Publié le 03.06.2024 | Texte: Pieter T'Jonck

Entre 1957 et 1966, 32 États africains ont proclamé leur indépendance. Le Ghana fut le premier. Souvent, pour les bâtiments de leurs toutes jeunes institutions, ces pays se sont tournés vers l’esthétique de l’« International Style ». Manuel Herz et son équipe de l’école polytechnique fédérale de Zurich ont composé un ouvrage monumental qui retrace cette histoire. D’après lui, ces bâtiments donnent une idée du visage qu’on voulait donner à l’époque à l’indépendance et à la modernisation. Iwan Baan et Alexia Webster les ont abondamment documentés par des photos de leur état et de leur contexte actuels.

Manuel Herz et son équipe de corédaction (Ingrid Schröder, Hans Focketyn, Julia Jamrozik) n’ignorent pas les ambiguïtés liées aux mots tels qu’« indépendant », « architecture moderne » et « modernisation ». Manuel Herz les a décortiqués de façon soignée et nuancée dans son essai introductif. Il y analyse comment les nouveaux États sont souvent restés sous l’emprise de leurs anciens colons. Dans les années 1980, les mesures draconiennes du FMI vont même étouffer dans l’œuf le développement naissant. Des pays tels que la Zambie ont été confrontés à d’importants écueils lorsque le cours du cuivre, principal minerai du pays, s’est effondré.

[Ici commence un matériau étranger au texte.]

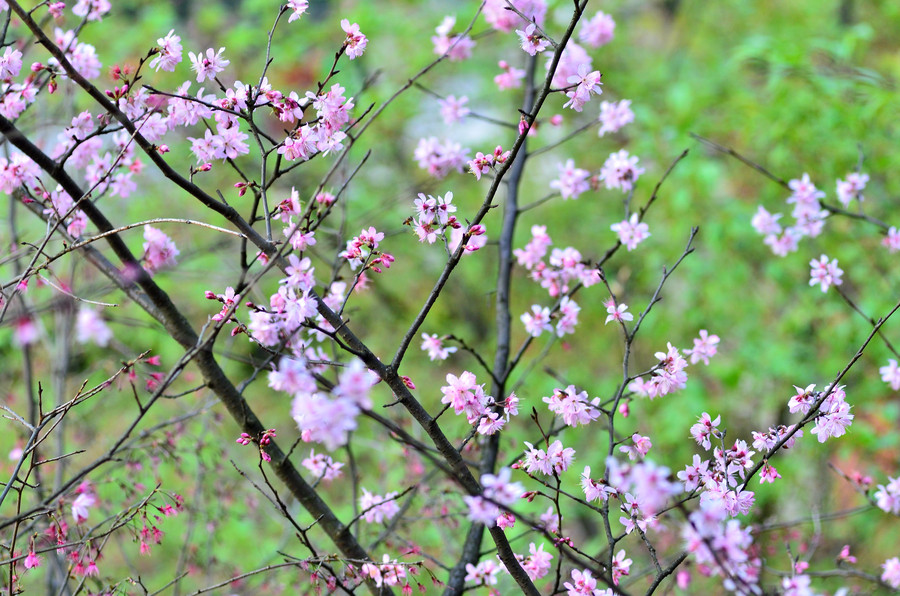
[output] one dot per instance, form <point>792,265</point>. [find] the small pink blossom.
<point>620,171</point>
<point>825,273</point>
<point>510,78</point>
<point>572,181</point>
<point>434,345</point>
<point>892,240</point>
<point>617,312</point>
<point>532,42</point>
<point>704,347</point>
<point>32,560</point>
<point>210,66</point>
<point>891,574</point>
<point>851,188</point>
<point>169,55</point>
<point>537,321</point>
<point>890,374</point>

Manuel Herz creuse principalement la question de savoir pourquoi la « modernisation » – à savoir un enseignement, des soins de santé et du logement décents – était en quelque sorte un mot magique. La plupart des Africains en avaient été privés sous le régime colonial. Les nouveaux chefs d’État sont partis du principe que la modernisation était une nécessité pour affirmer leur légitimité. Et cela s’accompagnait d’une imposante architecture moderne, avec toutefois quelques inflexions africaines, ne fût-ce que pour des raisons climatiques. Faute d’Africains formés en architecture, la conception de ces bâtiments fut prise en charge par de mornes architectes des pays « amis ».

Parfois, les projets affichaient une démesure totale. Ces bâtiments étaient souvent des espèces de corps étrangers dans une société qui n’était pas prête pour eux. Pourtant, aujourd’hui encore, ils continuent à rendre de bons services et rappellent le bond en avant qui avait été réalisé à l’époque. Le livre étudie la manière dont cela s’est passé dans cinq pays. Le Congo n’en fait pas partie parce que « les années qui ont suivi l’indépendance ont malheureusement été obscurcies par des guerres civiles et des violences généralisées ». L’ouvrage a retenu le Ghana, le Sénégal, la Côte d’Ivoire, le Kenya et la Zambie, pays qui étaient à l’époque dans la sphère d’influence de la France ou de l’Angleterre, et qui reflètent géographiquement les différents types de climats qu’on rencontre en Afrique.

Chaque chapitre commence par un bref rappel de l’histoire post-indépendance, suivi d’un essai photographique donnant une image vivante des métropoles africaines d’aujourd’hui. S’ajoute à cela une documentation fournie des principaux bâtiments de la nation fraîchement devenue indépendante, à savoir des écoles, des universités, des bâtiments gouvernementaux, des musées, des ambassades et même un hôtel. Alexia Webster a réalisé le reportage sur le Ghana, et Iwan Baan, tous les autres. Chaque chapitre se termine par un essai rédigé par un auteur pour qui cette histoire n’a aucun secret. Un poignant dernier chapitre, avec un essai d’Ingrid Schröder, traite de l’« Africa Place » à l’exposition universelle de Montréal en 1967, première édition au cours de laquelle les pays d’Afrique – même si c’était en tant que groupe – étaient sur pied d’égalité avec les autres nations.

Malgré les nombreuses informations qu’il contient, le livre est moins un ouvrage de référence qu’un outil de conscientisation. Et de taille, qui plus est ! Il documente les diverses évolutions de ces cinq pays de manière respectueuse et vivante. En tout état de cause, il m’a permis de me faire une image différente, plus précise de ce continent bien trop méconnu et de son histoire. Et connaître, c’est aimer…

African Modernism / The Architecture of Independence. Ghana, Sénégal, Côte d’Ivoire, Kenya, Zambie, rédaction Manuel Herz, Ingrid Schröder, Hans Focketyn, Julia Jamrozik, avec des photos d’Iwan Baan et Alexia Webster, Zurich 2022. ISBN 978-3-03860-294-1

640 pages 909 illustrations en couleur et 303 en N/B. Prix environ 94,5 €.